This article is considered accurate for the current version of the game.
Maps can have four different types of natural resources: forests, fertile land, oil, and ore. Natural resource distribution can be seen on the map by using the natural resource overlay. Each resource is assigned a color. Forests are green, fertile land is yellow, oil is black, and ores are blue. The darker the shade of color, the better that piece of land is for extracting the associated resource. Statistics about natural resource availability and use can also be seen from this overlay.
Natural resource buildings can change not only the tax revenue and industrial supply chain of your city, but also the entire look and feeling of specialized areas. Exploitation of natural resources and specialized industry is necessary if you wish to conduct more of the resource supply chain within your city.
New buildings will begin to appear in the affected industrial zone, changing its appearance. For example, industrial zones with oil industry specialization will have oil pumps and petroleum processing facilities, and zones with the forestry specialization will have forest and saw mills.
A specialized zone does not necessarily need to be created over a supply of that natural resource. If created over an area without the associated resource, the zone will be populated with only processing facilities and require the raw materials to be brought in from elsewhere. Industrial specializations will yield more tax income from the specialized zones if there are relevant natural resources present.
Specialized industry lengthens the supply chain of goods in your city, which may be desirable if you wish to create more jobs, re-balance imports and exports, or otherwise take more control of the flow of freight through your city.

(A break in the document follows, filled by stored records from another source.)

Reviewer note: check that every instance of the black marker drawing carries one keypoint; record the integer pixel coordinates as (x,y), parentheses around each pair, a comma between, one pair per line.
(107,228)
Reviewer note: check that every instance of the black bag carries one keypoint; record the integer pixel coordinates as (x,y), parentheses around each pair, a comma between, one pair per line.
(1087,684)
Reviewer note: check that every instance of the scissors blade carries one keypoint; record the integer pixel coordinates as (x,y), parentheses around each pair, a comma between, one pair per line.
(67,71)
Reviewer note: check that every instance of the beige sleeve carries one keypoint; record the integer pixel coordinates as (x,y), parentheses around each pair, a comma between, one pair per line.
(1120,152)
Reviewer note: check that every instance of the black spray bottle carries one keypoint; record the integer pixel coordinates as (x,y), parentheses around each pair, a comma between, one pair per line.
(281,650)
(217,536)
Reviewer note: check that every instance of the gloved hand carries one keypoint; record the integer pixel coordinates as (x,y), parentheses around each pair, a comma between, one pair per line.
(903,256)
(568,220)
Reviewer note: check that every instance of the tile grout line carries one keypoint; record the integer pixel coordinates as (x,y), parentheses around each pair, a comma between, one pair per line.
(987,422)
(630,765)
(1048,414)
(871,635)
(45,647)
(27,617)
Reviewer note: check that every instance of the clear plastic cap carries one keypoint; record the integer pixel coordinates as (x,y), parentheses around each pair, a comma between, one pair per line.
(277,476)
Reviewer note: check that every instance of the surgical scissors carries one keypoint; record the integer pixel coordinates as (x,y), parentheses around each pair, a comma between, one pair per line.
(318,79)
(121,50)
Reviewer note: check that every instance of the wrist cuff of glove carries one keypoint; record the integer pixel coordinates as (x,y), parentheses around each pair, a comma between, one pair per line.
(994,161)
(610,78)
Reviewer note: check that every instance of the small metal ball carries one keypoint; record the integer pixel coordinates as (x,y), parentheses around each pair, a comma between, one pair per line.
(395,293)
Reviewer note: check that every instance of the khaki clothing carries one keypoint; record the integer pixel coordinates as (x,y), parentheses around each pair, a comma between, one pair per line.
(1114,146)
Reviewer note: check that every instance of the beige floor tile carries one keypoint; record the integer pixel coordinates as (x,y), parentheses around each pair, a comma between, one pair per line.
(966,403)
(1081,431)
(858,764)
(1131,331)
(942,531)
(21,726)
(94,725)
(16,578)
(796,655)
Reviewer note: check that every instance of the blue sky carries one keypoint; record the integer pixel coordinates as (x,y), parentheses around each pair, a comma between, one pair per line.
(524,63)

Each of the natural resources and specializations related to those has its own advantages and disadvantages. Specializations cannot be applied until the appropriate milestone has been reached.
|Resource type||Milestone||Renewable||Tax income||Pollution rate||Input requirements|
|Oil||Busy Town||No||+35%||+30%||+15% electricity|
|Ore||Boom Town||No||+20%||+20%||+10% electricity|
|Forest||Worthy Village||Yes||+10%||No ground pollution
Substantial noise pollution
|Fertile land||Worthy Village||Yes||+10%||Doesn't pollute ground,
turns all fresh water used into waste water
|+25% more water|
Note: The game manual gives the forestry pollution rate as "+7%", but this is not borne out by game-play.
Industrial specialized buildings do not level up, regardless of their circumstances. Agriculture and forestry buildings have roughly similar employment statistics to level 1 generic industry, whereas oil and ore buildings are similar in this regard to moderately developed generic industry.
|Available only with the Industries DLC enabled.|
The Industries DLC added new buildings and mechanics to the game that make use of the Natural Resources.
Depletion of resources
Forestry and farming are renewable resources, which will continue to produce raw materials indefinitely. Planting trees will replace fertile land with forestry, and the fertile land will be removed permanently.
Oil and ore extraction however consumes the resource, eventually depleting it entirely. Once this occurs, the production buildings will complain of a lack of natural resources and eventually will become abandoned if not able to import said resources. If you don't remove the specialization from the zone, these buildings will be replaced with specialized secondary industry facilities. This can be quite a shock for your transportation system and supply chain, as a zone which previously supplied raw material will transform into one that needs to import it.
The game has a built-in mod "Unlimited Oil and Ore - oil and ore are not reduced from terrain", which prevents them from being depleted. It must be activated before the resource is gone, as it only halts depletion, and will not renew it. Note that this will disable Achievements, unless they are re-enabled by a mod from the workshop.